# Recommended parts suppliers



## Keen3689 (Mar 7, 2015)

I am in the process of starting a restoration on a 69 GTO and wanted to ask other members for any recommendations for parts suppliers. I have been told that there is a variation in quality from one supplier to the next. I am seeking to find the balance between quality and price. Thank you in advance for any insight you are able to offer.


----------



## Matthew (Feb 11, 2011)

I always recommend Ames Performance Engineering. I like them for a couple reasons: 1) they tell you up front about the quality of the parts they sell, and 2) they have experienced technical support staff.
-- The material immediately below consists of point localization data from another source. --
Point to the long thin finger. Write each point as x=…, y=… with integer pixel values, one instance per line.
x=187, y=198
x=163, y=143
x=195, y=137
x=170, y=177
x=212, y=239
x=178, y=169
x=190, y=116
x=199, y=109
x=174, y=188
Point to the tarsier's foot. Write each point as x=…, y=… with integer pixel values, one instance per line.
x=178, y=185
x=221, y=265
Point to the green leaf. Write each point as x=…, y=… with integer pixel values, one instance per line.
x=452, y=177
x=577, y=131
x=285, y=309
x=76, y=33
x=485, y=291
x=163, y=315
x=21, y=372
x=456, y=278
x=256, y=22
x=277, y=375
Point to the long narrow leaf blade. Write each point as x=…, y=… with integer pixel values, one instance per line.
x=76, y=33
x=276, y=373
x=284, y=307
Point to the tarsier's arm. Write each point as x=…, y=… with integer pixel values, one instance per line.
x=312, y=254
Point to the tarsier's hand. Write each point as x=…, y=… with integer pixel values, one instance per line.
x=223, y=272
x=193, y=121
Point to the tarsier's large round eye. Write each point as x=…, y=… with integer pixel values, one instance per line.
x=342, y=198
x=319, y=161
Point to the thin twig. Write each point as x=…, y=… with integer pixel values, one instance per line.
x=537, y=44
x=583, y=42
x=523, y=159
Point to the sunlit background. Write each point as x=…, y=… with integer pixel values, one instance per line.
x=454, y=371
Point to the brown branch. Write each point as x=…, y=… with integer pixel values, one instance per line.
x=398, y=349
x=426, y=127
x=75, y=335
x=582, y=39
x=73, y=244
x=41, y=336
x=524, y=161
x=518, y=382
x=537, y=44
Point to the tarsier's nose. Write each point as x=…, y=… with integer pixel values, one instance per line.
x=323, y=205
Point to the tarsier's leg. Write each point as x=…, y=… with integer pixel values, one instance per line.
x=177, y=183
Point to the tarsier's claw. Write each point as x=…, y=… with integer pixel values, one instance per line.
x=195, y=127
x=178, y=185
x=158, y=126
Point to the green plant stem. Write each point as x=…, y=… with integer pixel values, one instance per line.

Know that many of the parts sold on the market today are manufacture by the same company, so in some cases there's not a lot of variation in quality. As for price, there are different business models out there and you will just need to shop and compare. As an example, a part may list higher at one vendor, but they offer free shipping. Just remember this... you generally get what you pay for, and if it looks to good to be true it probably is. Your restoration is going to be expensive and I have no idea what it needs. You can save yourself a little money by thinking ahead on what you need and bundling your order to meet discount thresholds. Hope this helps. Welcome to the forum. Matt


----------



## Rukee (Feb 8, 2007)

I like ThePartsPlaceInc.com.


----------



## DSMTiger (Nov 17, 2012)

I just finished a frame off resto on my '66 GTO. I used a number of suppliers and from my experiences, Ames Performance Engineering was the best.


----------



## Eric Animal (Oct 28, 2007)

Parts place Inc....has the parts made ...a lot of their stuff is carried by the other Parts houses.... what exactly do you need?


----------



## Eric Animal (Oct 28, 2007)

Ames/Performance Tears are usually very good...


----------



## Keen3689 (Mar 7, 2015)

Thank to all members for their responses. I was in need of trim pcs. and mechanical parts - and have heard positive things about both Ames and Parts place inc.


----------



## SOCMedic (Dec 31, 2014)

I have used both the parts place and Ames and they both have great customer service, parts, and tech support. Also summit is pretty awesome when it comes to shopping and helping you find the right part for you


----------



## Bensjammin66 (May 12, 2009)

I have found a lot of what I needed on good ol' ebay. New parts and used OEM stuff.


----------